If I did not write this page in my diary, the hobby I have had for the past fifty years ,could come to an end. THE DIARY OF A SILLY OLD MAN is not currently published beyond my own website but I do include it on the Booksie website and on Blogger.  I will publish it when there are more entries, perhaps in a year's time.

What should I do about THE BRIDGE HOUSE ?  So much of the story planning involves Rebekah.

The cover is Rebekah's !  It is actually a print which my grandmother, Lily, always had on her
wall at home.  When she died in 1984 I asked if I could have it in memory of her. It was then in a very dark frame.  I had it reframed. Behind the picture was the honourable discharge certificate from World War One of her husband who suffered from tuberculosis.  I have no idea of the value of the picture, it could be worthless or it could be priceless. I do not care.  It belonged to Lily's mother-in-law, then to Lily and then to me so I am its fourth generation. Rebekah asked if on my passing she could have it. It is in my will with the proviso that it must never be sold and must always be passed down through the family. What am I going to do now ?

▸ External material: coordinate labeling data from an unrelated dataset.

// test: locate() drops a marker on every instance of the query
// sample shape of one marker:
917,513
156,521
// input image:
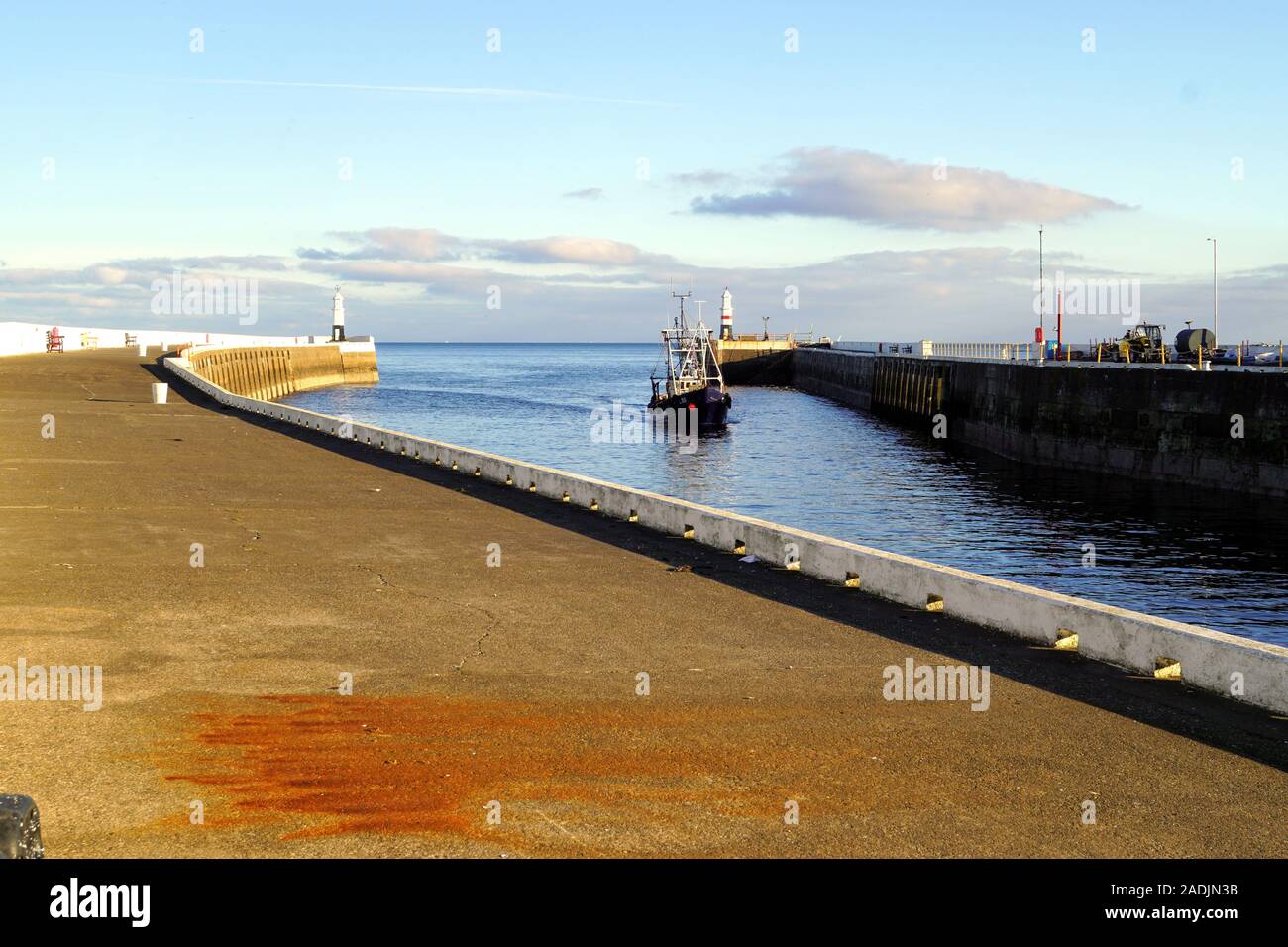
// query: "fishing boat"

The Bridge House plan ends when Rebekah is born and Lily had her great-granddaughter to love.  Everything in the story plan is working towards that climax.  Right now I am about five thousand words short of completing chapter one.  I had great hopes for this story.  Usually my stories are novelettes but this is going to be a full-length work. It had been my intention to offer it via Amazon as a printed book as well as an e-book.  It may sell a million copies or it could sell nothing, I could make a fortune or I could make nothing !  It could become a TV blockbuster or it could be forgotten. That was not a concern, I was having incredible fun writing the story.

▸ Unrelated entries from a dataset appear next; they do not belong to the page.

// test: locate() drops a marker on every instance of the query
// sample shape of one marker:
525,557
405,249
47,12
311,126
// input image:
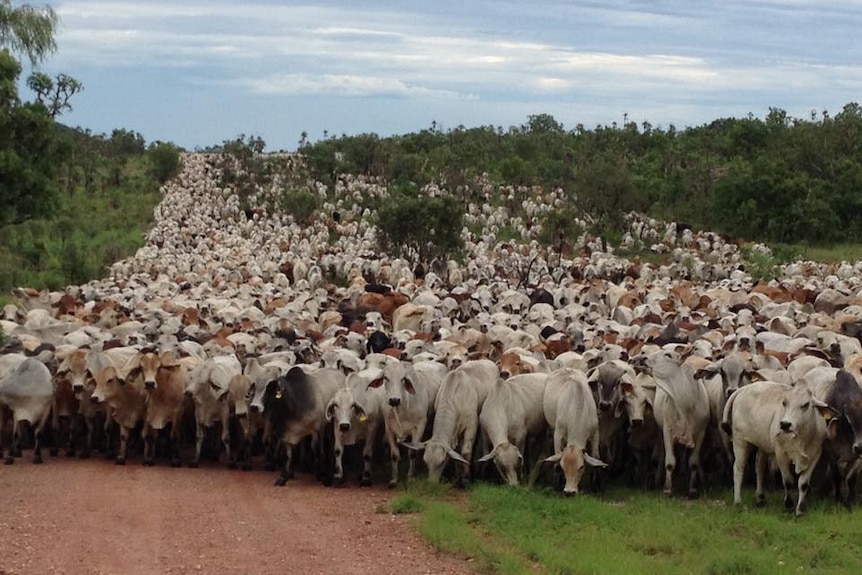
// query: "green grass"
536,531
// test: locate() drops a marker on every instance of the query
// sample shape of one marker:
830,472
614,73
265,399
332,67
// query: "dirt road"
93,517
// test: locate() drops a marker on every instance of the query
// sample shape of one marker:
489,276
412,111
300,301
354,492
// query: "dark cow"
294,406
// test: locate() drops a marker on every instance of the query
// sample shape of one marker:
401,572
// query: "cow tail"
727,415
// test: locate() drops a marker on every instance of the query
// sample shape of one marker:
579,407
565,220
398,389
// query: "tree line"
776,179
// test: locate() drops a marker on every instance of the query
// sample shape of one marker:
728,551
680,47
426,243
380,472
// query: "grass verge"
514,531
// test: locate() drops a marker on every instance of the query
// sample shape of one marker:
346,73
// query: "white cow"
570,411
511,412
682,411
456,418
411,390
781,420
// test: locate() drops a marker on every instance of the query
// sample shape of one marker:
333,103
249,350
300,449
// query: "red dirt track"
93,517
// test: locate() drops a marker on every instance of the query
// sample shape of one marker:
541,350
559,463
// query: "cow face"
573,461
508,459
800,412
344,411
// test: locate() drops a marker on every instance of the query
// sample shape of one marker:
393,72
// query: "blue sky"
200,72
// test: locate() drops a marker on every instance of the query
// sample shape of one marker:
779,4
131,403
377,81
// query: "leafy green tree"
421,228
28,152
164,160
27,30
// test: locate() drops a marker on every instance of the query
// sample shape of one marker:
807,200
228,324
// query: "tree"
28,152
421,228
27,30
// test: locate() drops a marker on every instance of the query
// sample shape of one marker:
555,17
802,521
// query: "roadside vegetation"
511,531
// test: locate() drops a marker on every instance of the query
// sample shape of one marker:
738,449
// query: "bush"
421,228
164,161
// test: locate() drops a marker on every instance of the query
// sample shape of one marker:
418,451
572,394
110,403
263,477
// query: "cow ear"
554,458
592,461
408,386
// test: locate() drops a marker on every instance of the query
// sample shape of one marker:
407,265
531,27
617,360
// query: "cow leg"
287,470
786,479
804,485
124,445
694,466
760,474
200,431
338,452
174,441
740,455
367,458
37,438
394,457
669,461
149,437
225,439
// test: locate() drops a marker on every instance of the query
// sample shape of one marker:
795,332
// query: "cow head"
508,459
573,461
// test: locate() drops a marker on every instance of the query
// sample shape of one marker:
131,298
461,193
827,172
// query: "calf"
511,412
27,392
356,413
293,405
682,412
411,391
781,420
456,419
570,410
126,404
840,391
208,385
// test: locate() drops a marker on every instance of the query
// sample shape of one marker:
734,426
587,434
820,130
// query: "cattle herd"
277,342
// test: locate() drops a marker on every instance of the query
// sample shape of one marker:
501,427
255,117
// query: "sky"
200,72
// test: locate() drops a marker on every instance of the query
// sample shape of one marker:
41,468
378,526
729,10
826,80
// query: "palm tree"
27,30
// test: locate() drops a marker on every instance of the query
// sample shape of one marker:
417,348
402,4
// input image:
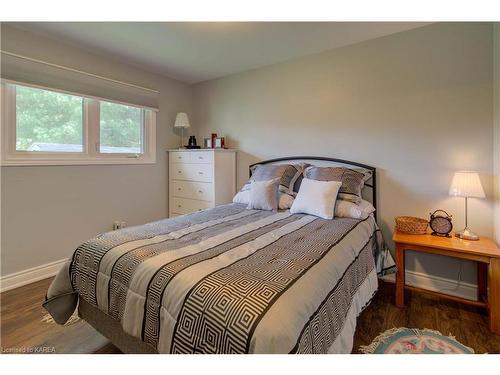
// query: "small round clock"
440,224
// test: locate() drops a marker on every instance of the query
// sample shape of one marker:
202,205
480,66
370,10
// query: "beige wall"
417,105
49,210
497,128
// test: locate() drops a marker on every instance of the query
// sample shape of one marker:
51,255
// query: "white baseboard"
17,279
437,284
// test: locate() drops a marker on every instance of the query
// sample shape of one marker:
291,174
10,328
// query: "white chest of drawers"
200,179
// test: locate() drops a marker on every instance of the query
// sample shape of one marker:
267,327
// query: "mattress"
229,280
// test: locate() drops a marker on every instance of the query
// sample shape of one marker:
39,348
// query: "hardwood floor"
21,323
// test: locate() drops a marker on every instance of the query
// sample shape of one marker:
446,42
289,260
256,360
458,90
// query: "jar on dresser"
200,179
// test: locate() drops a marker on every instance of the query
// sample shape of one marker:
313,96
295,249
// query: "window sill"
110,161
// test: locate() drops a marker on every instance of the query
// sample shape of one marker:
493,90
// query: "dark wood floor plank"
21,323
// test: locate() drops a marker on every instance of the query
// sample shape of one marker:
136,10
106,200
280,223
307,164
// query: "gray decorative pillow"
289,175
264,195
352,181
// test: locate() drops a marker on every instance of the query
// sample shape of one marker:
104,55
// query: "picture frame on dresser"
200,179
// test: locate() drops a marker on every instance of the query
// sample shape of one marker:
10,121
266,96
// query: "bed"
228,280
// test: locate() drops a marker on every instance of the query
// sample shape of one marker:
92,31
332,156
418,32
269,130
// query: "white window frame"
90,134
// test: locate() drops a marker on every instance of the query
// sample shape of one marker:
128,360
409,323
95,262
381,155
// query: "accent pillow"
287,173
345,208
316,198
264,195
352,181
285,201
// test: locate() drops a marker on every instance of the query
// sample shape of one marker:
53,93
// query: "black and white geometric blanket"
230,280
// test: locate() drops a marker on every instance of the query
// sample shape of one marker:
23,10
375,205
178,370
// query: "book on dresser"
200,179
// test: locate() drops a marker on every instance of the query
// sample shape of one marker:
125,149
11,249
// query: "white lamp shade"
466,184
181,120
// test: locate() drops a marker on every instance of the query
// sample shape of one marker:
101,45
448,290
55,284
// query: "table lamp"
468,185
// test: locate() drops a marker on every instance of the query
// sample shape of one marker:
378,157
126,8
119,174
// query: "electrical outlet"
117,225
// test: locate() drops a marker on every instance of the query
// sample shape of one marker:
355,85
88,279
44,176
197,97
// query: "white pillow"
352,210
316,198
285,200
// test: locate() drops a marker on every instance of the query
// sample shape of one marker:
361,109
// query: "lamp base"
467,234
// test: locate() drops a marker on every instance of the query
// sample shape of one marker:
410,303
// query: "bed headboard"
370,188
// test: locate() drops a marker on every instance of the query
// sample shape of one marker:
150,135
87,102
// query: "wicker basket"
411,225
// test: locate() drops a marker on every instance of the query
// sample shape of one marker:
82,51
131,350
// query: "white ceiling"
195,52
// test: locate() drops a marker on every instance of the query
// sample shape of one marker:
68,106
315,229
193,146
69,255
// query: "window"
43,126
122,129
48,121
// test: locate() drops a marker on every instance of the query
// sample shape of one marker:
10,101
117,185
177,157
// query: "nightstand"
484,251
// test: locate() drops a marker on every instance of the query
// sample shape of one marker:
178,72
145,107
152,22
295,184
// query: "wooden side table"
485,252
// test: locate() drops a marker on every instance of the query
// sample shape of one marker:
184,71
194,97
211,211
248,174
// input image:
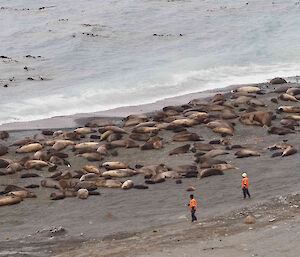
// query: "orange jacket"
245,182
193,204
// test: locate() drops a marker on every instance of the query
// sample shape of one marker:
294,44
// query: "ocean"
67,57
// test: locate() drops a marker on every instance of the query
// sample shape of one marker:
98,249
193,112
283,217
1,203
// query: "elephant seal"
185,136
153,143
9,200
23,194
280,145
228,114
180,149
102,150
120,173
257,118
114,129
203,147
210,172
87,146
292,117
35,164
29,148
289,151
82,193
98,123
248,89
140,187
29,175
293,91
91,169
190,189
49,183
145,130
105,135
223,131
109,183
134,120
92,157
277,80
127,184
3,150
287,97
62,144
84,131
214,153
280,130
114,137
139,136
127,143
187,122
4,135
4,162
246,153
57,195
289,109
223,166
115,165
210,162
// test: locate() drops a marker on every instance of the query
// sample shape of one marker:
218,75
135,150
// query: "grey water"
86,56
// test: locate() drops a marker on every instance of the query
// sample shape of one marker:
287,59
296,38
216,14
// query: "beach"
133,222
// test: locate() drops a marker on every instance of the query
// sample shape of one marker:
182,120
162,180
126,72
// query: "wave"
48,105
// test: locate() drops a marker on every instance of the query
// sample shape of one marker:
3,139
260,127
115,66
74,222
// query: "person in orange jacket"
245,185
193,207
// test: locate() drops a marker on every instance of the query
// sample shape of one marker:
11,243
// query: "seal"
243,153
289,151
185,136
109,183
120,173
84,131
127,143
9,200
91,169
210,172
62,144
92,157
82,193
127,184
258,118
153,143
4,135
180,149
29,148
35,164
287,97
140,137
289,109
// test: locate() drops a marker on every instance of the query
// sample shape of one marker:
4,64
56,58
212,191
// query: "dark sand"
121,223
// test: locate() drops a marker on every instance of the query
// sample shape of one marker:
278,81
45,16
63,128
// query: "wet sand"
121,223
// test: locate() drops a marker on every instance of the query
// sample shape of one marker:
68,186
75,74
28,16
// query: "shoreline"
79,119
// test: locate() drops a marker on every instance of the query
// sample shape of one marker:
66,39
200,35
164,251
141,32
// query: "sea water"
96,55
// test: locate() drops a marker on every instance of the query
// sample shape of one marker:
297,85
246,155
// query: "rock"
190,189
82,193
276,81
3,149
250,219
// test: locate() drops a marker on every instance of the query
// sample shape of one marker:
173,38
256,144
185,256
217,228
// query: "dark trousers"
246,192
193,215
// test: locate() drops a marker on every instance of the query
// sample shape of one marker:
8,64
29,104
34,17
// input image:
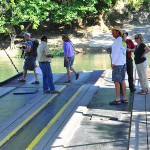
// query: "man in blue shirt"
30,61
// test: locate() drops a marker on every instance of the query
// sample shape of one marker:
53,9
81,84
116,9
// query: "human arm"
132,47
65,48
147,49
47,52
130,50
66,58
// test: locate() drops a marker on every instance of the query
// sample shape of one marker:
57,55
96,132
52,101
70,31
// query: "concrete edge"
11,78
15,128
75,120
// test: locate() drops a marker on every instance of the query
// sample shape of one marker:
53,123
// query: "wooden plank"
26,91
20,116
138,135
56,128
5,90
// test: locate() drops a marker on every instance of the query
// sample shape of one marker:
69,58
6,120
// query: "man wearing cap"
130,49
30,61
118,65
44,59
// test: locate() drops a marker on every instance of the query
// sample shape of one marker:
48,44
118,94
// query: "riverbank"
93,42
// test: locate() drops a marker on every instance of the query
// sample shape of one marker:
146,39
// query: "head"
65,38
125,34
139,38
27,36
44,39
117,32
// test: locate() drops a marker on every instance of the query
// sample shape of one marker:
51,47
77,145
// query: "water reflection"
83,62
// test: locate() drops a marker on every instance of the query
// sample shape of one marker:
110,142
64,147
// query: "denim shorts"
118,73
70,62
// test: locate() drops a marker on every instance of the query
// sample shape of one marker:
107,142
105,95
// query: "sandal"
35,82
21,80
140,92
124,101
115,102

While the story is written round the life of my paternal grandmother Lily Bedson, later Lily Ashford, I have wrapped fact in my author's imagination to tell some fictional tales of the times in which Lily lived. Lily is the taller teenage girl in the picture on the left.

While chapter one is going along well it is too simple.  It takes the reader from A to B in a straight line.  It needs to weave about and have some sub plots operating.  It was my plan to finish the chapter then go back and make a complete rewrite.

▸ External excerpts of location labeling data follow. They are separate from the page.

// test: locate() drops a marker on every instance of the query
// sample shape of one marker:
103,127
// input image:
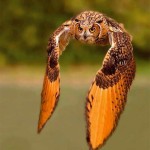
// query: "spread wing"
51,84
108,93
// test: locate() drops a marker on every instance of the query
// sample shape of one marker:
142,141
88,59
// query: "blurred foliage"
26,25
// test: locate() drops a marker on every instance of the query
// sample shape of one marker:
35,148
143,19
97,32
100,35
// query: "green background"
25,28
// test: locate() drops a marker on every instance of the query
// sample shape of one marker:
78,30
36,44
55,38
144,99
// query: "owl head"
90,27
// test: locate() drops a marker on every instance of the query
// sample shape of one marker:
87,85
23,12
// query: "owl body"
107,96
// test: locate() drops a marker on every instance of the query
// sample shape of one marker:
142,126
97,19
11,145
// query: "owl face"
87,27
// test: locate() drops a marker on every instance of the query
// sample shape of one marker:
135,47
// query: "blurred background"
25,28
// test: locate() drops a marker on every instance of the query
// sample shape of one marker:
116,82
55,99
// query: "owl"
108,93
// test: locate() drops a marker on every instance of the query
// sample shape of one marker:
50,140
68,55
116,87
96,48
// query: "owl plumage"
108,94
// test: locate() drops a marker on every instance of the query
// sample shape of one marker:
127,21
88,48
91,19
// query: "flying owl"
108,93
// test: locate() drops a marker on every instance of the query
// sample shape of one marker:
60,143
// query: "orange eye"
80,29
92,30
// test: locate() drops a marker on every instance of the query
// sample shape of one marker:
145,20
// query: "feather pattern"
107,96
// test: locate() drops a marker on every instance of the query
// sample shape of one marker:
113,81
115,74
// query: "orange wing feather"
107,96
50,95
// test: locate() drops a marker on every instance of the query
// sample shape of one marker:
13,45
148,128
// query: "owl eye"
77,20
92,29
80,29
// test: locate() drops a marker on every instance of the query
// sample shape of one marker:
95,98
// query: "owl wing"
107,96
51,84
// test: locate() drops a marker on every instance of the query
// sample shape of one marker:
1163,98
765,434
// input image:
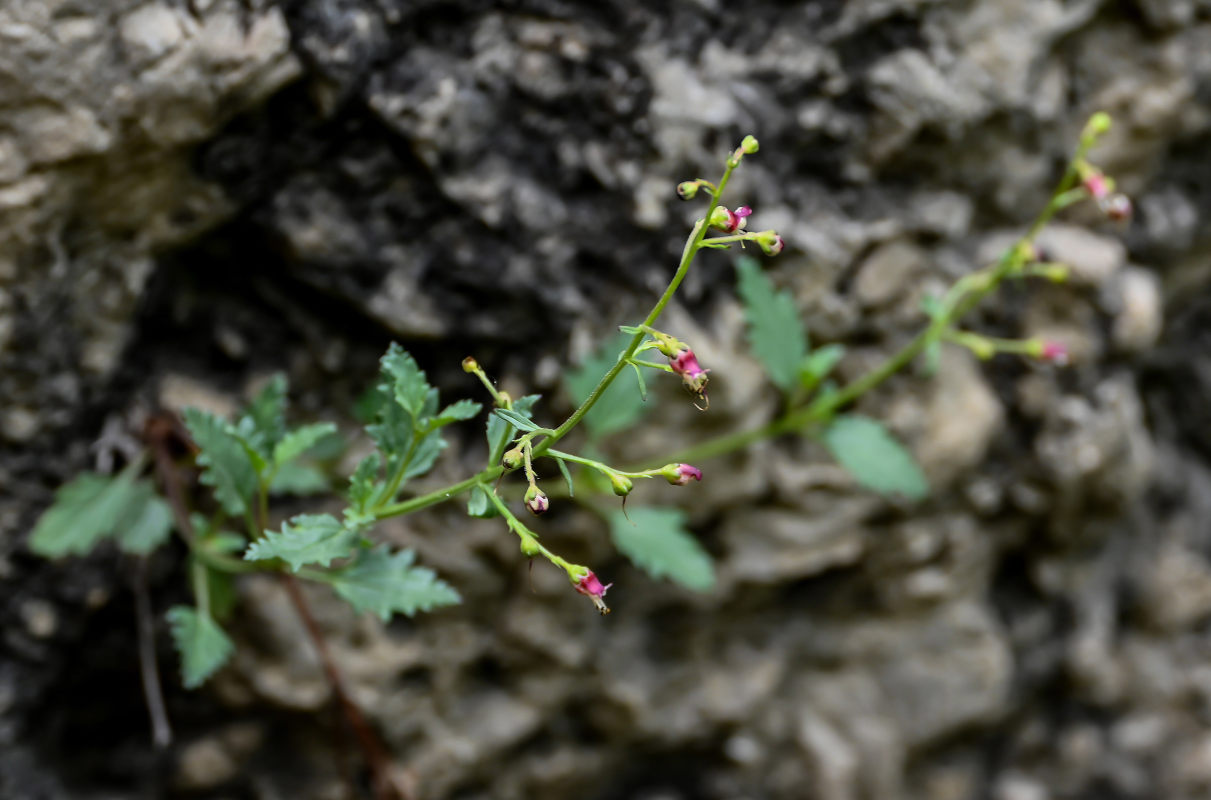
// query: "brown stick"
388,786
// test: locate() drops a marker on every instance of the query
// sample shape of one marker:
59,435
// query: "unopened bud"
620,484
537,501
512,459
770,242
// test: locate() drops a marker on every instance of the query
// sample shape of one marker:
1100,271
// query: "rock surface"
195,194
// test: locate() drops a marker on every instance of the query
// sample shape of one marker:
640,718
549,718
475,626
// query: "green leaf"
425,456
407,381
85,510
868,452
201,643
386,583
658,542
299,441
363,483
775,332
392,430
516,420
567,477
264,421
224,461
480,504
500,431
818,366
145,523
299,479
621,404
305,539
457,412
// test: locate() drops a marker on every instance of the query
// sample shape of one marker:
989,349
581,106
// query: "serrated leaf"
299,479
363,483
392,430
299,441
147,522
85,510
201,643
873,456
567,477
620,406
658,541
515,419
305,539
425,456
480,504
265,416
225,464
457,412
775,332
500,431
407,381
385,583
818,366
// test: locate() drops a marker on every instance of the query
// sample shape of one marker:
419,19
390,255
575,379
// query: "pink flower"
678,475
1055,352
592,588
537,501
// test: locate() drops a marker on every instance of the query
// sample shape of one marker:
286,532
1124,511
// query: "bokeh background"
195,194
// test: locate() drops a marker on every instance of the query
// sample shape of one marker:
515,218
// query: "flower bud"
1055,352
512,459
620,483
1117,207
770,242
678,475
587,585
537,501
729,222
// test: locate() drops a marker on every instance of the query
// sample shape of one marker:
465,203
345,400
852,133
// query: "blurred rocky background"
195,194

One of the fictional characters in the story is Henry, here on the right. I found his image on sale as a photograph in an antiques market while I was on holiday the week before last. The picture is exactly how I was imagining his character in the story so I just had to own the photograph no matter how much the stallholder was asking. When he told me the picture was just one pound I snatched his hand off !

However, with the loss of Rebekah I wondered if I would be able to write the story or not. Could I continue it or would the writing be too painful. Just as writing this diary page was a hard undertaking so would be continuing with The Bridge House.  I asked my wife if I should stop writing, not just The Bridge House but writing all together.  She said I should finish The Bridge House and dedicate it to Rebekah. That is what I am going to do.  It will be an Amazon listed book and e-book by the end of the year.
Rebekah I have absolutely no idea how I am going to be able to live the rest of my life without you occupying the very big part within it you have been for thirty-four years. Writing this diary page has helped me, I hope if anyone reads it they do not think I am being silly even if the diary is from a SILLY OLD MAN.  I will write The Bridge House for you, I promise to make it my best work ever.

Rebekah I loved you so much, I still love you and will love you for ever. You were my Little Miss Sunshine, you were Little Miss Sunshine to us all.  You know how much I love music, I know you had a music DVD you were planning to give me today as a gift. I have not listened to any music at all for two days but have been, just these past moments, to YouTube and found this.



My darling daughter Rebekah I love you so much, you will always be my sunshine.